Booker has become a national figure partly because of his constant use of social media and his well-publicized heroics, such as coming to the aid of a woman who had just been in a serious car accident and running into a burning building—ignoring the pleas of his security detail—to rescue a woman inside. He also lived for a week on the same amount available to food stamp recipients to show the inadequacy of the federal programs for the poor.

Holt took a quick swipe at Booker’s celebrity.

“I’ve never run into a burning building, I don’t know Mark Zuckerberg, and I don’t have more than a million Twitter followers,” Holt said.

Zuckerberg, the billionaire founder of Facebook, donated $100 million toward improving Newark schools in 2010.

The other candidates also went after Booker for not making progress with Newark schools, which have been under control of the state since 1995.

“We have not seen improvement with state intervention.

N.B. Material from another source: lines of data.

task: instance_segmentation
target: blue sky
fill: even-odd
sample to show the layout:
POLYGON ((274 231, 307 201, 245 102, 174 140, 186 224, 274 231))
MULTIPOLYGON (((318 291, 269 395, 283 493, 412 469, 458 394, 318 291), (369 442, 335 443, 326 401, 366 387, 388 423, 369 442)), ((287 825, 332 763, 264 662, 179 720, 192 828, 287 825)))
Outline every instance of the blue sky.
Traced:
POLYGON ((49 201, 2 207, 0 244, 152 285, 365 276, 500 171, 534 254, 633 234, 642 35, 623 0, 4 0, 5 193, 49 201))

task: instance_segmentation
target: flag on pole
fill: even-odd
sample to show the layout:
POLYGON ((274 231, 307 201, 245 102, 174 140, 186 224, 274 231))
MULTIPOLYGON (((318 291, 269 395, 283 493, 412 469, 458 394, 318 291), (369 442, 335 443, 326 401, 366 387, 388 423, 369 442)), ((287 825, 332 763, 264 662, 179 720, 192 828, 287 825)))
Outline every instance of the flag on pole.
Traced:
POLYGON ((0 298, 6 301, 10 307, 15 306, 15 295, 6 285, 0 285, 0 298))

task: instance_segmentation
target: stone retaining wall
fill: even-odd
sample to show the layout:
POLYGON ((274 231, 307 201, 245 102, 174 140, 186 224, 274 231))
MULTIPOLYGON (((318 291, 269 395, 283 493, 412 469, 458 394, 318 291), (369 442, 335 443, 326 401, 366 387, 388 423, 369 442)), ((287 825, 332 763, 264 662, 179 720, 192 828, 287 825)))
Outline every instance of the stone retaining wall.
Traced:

There is no question the difficulty with large urban districts is the politicization with the schools,” Oliver said.

Pointing to Booker’s support for Gov. Chris Christie’s education plans, Pallone asked how state control of the schools was impacting students’ education.

“What is the real impact?” he asked. “What does that mean in terms of how they want to influence what happens in the schools?”

But Booker said he’d “never ever apologize for bringing hundreds of millions of dollars to help poor kids get a good education.”

 

When Holt added that a “massive expansion of charter schools is not the answer,” Booker responded with charges of hypocrisy directed at Pallone and Holt, whom he claimed voted for a similar voucher program for District of Columbia schools.

Holt, the PhD scientist representing New Jersey’s 12th district, has a $350,000 ad campaign to run in New York and Philadelphia markets in the last week of the campaign that questions Booker’s progressive credentials.

In the ad, Holt wanders around a classroom and introduces himself as the “scientist who beat the supercomputer in Jeopardy!” He contrasts his positions on “breaking up the banks” and other issues dear to progressives with those of Booker’s before saying, “Cory may be the frontrunner in this race, but he’s no progressive.”